A Winter’s Tale
Picador USA, 1998
Reviewed by Seana Graham
We should perhaps get clear from the start that the Mr. White in question here is named Herbert, not Walter. He is not a brilliant meth dealing chemist, but rather a lonely photographer with some memory problems. And the setting is not the hot desert landscape of New Mexico, but the chill winter landscape of St. Paul, Minnesota. It is 1939.
Detective Wesley Horner notices Herbert before he actually suspects him of anything. They both find themselves eating in a White Castle café and even then Horner is struck by Herbert’s oddity: “He sat, balding and rotund, on his stool, like an egg in an egg cup”. Horner and his partner don’t have long to speculate about him, though, because the next thing you know, they are on the scene of a crime. A young woman has been murdered and she’s not the only “dime a dance girl” found dead. Before too long, it’s clear that Herbert White is the prime suspect.
This novel is set up as a classic noir crime story, and it won an Edgar award on that account, but it is actually something different.

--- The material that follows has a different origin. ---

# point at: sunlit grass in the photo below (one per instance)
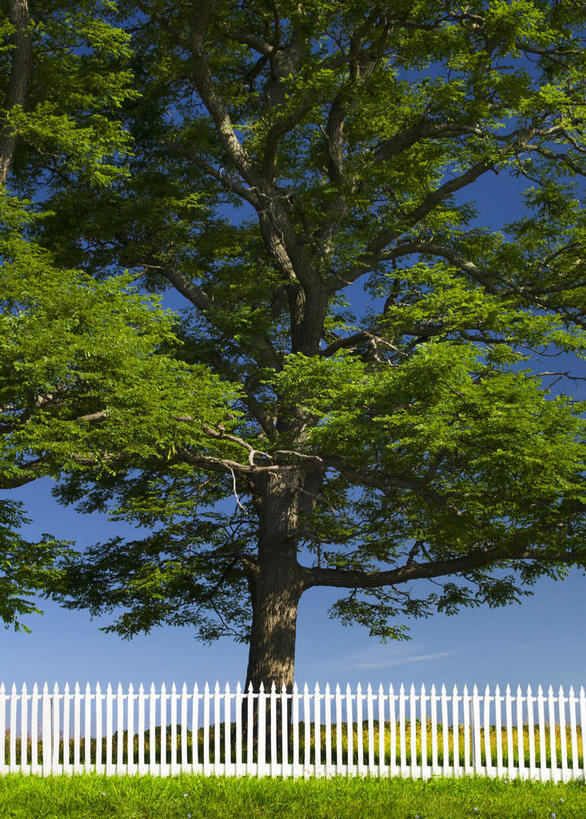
(366, 759)
(93, 797)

As a pure mystery, it is not completely satisfying. It’s not aiming to be. And this is because the confession of Mr. White is a different kind of confession than you usually find in a crime novel.

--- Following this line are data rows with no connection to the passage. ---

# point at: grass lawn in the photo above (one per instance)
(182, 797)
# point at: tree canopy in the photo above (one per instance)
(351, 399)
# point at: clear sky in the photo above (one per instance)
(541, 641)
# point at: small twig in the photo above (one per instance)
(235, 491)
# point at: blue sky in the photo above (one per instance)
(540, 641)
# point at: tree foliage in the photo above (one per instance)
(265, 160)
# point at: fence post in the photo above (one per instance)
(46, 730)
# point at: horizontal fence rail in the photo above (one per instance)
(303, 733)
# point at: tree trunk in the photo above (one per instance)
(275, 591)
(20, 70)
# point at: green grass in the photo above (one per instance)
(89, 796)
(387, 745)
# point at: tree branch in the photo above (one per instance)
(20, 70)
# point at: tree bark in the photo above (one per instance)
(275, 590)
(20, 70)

I was struck by this as I was preparing this review. I hadn’t really bothered to read the epigraph the first time around, primarily because it was in Latin (Clark doesn’t translate it). But this time I realized that it was a quote from St. Augustine’s Confessions, and you know that that coincidence can’t be accidental. This particular passage has to do with memory and begins:
“See what a space I have gone over in my memory seeking Thee, O Lord; and I have not found Thee without it. … But where in my memory residest Thou, O Lord, where residest Thou there?” (10.24.35)

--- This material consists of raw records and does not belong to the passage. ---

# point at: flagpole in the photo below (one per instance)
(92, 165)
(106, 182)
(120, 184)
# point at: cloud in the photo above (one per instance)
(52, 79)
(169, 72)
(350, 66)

This question would not be irrelevant to Herbert White, who has no problem with short term memory nor with recalling the distant past. It’s the middle range he finds problematic. In order to keep track of that middle range, he has resorted to writing down what has happened to him in a series of notebooks, passages of which are interspersed with Horner’s tale of detection. Unfortunately, this routine doesn’t help White much when it comes to the crunch.
The classic detective story is said to be popular because it offers the reader catharsis—the crime is solved, the killer caught. This novel doesn’t play by those rules, and by those standards, some will find it unsatisfying. Clark has other fish to fry here. If you’re willing to forego the pleasure of a twisty ending though, I am pretty sure that you will find Clark’s novel pleasing on other, deeper levels.